Al final, escribir no es sino la búsqueda de una voz personal, la capacidad para atrapar este tiempo y salvarlo del devenir con palabras que tengan las esquinas intactas -o casi-. También es la habilidad de convertir un relato, un momento concreto, en un objeto hermoso que uno mismo, pero también los otros, sepan apreciar ahora y cuando pasen los años. Y es que, como también cuenta un Proust capaz de levantar ‘En busca del tiempo perdido’, los escritores gustan de sus contemporáneos, pero si tienen que elegir, se quedan con las obras clásicas. “Y es que para nosotros -dice- no sólo tienen como las obras contemporáneas, la belleza que supo poner en ellas la mente que las creó. Reciben otra más emocionante aún, y es que su materia misma, quiero decir, la lengua en la que fueron escritas, es como un espejo de la vida”.

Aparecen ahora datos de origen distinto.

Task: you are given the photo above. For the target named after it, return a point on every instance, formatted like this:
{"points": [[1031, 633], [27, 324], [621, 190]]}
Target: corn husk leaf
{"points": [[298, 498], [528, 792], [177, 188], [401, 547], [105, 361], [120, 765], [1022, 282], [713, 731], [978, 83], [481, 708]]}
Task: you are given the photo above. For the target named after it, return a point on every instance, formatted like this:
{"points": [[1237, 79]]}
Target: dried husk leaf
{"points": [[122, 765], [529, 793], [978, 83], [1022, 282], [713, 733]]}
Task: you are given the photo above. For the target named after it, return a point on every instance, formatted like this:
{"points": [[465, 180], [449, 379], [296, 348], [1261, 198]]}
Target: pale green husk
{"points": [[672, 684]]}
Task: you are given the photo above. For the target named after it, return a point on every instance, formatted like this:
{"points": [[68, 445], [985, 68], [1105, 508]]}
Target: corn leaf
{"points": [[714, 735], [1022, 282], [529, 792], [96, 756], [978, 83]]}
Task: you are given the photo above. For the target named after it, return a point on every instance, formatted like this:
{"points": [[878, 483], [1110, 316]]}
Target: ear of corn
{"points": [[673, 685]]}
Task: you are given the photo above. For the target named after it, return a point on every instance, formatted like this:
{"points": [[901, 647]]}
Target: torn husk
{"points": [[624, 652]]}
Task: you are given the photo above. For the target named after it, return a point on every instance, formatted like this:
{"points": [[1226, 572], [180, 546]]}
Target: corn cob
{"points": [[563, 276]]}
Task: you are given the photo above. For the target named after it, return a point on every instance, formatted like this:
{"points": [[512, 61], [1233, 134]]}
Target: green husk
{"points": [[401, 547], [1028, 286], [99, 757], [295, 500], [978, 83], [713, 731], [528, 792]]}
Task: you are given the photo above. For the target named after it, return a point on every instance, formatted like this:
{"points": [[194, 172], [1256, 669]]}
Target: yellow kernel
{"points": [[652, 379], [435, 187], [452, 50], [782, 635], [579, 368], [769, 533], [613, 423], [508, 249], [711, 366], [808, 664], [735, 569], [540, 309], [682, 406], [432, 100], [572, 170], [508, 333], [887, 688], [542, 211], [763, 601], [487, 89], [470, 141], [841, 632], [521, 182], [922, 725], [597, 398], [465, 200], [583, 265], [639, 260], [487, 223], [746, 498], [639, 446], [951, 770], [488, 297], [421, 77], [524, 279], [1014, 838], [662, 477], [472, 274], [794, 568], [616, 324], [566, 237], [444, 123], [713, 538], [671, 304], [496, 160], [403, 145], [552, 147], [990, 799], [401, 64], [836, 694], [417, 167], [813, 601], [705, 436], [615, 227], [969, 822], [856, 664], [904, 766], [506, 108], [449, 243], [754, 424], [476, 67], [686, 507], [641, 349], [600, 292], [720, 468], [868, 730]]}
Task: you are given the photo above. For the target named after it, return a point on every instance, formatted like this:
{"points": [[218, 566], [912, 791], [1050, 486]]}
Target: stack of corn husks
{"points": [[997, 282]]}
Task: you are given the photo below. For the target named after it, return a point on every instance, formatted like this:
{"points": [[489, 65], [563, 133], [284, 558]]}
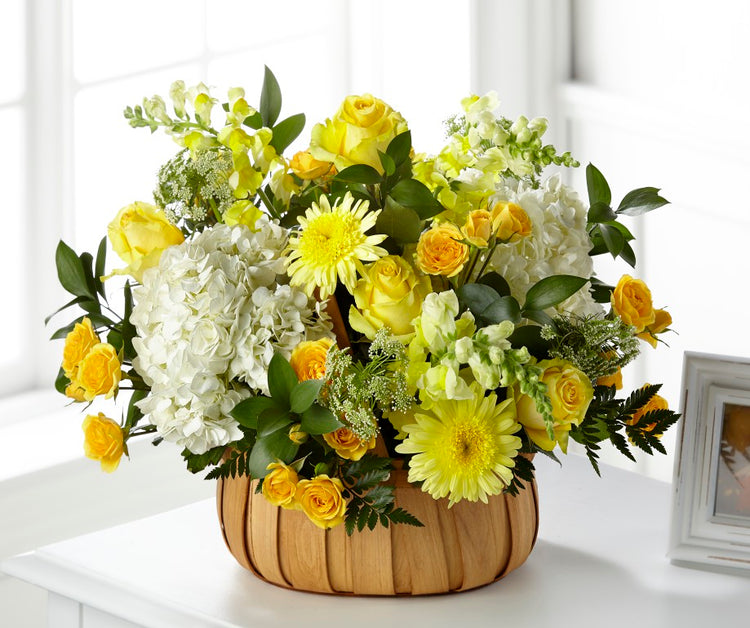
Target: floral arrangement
{"points": [[316, 321]]}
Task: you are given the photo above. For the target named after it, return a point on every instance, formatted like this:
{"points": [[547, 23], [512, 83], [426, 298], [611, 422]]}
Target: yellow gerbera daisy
{"points": [[464, 449], [332, 244]]}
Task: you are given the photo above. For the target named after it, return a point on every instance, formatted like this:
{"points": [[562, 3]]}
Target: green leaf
{"points": [[281, 380], [401, 223], [400, 148], [550, 291], [319, 420], [247, 411], [304, 395], [598, 187], [613, 239], [496, 282], [600, 212], [360, 173], [640, 201], [271, 448], [70, 271], [270, 99], [414, 194], [286, 131]]}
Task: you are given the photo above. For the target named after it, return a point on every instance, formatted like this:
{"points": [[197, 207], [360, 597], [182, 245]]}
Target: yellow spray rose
{"points": [[631, 301], [99, 373], [390, 294], [280, 485], [440, 250], [321, 500], [77, 344], [306, 167], [308, 358], [570, 392], [510, 222], [103, 441], [478, 228], [347, 444], [362, 126], [139, 234]]}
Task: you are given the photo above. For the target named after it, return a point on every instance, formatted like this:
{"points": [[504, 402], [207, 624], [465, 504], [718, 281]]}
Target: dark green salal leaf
{"points": [[415, 195], [70, 271], [270, 99], [281, 379], [286, 131], [304, 394], [247, 411], [272, 448], [400, 148], [598, 187], [550, 291], [360, 173], [640, 201], [400, 223], [319, 420]]}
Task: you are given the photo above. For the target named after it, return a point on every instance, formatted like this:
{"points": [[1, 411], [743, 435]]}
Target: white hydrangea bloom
{"points": [[209, 319], [558, 245]]}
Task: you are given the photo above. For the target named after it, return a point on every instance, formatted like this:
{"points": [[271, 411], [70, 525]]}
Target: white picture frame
{"points": [[711, 490]]}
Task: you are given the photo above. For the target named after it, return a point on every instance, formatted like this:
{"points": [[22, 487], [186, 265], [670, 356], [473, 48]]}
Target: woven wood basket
{"points": [[461, 548]]}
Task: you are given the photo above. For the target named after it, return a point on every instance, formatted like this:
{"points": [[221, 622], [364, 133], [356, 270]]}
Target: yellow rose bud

Para él, los textos de los clásicos “contienen todas las viejas formas de lenguaje abolidas que guardan el recuerdo de usos o maneras de sentir que ya no existen, huellas persistentes del pasado a las que nada del presente se parece y cuyo color sólo el tiempo, al pasar por ellas, ha podido embellecer. Una tragedia de Racine o un volumen de las Memorias de Saint Simon son como objetos hermosos que ya no se fabrican (…) son esas formas obsoletas tomadas de la vida misma del pasado las que contemplamos en la obra de Racine, como en una ciudad antigua que ha permanecido intacta”.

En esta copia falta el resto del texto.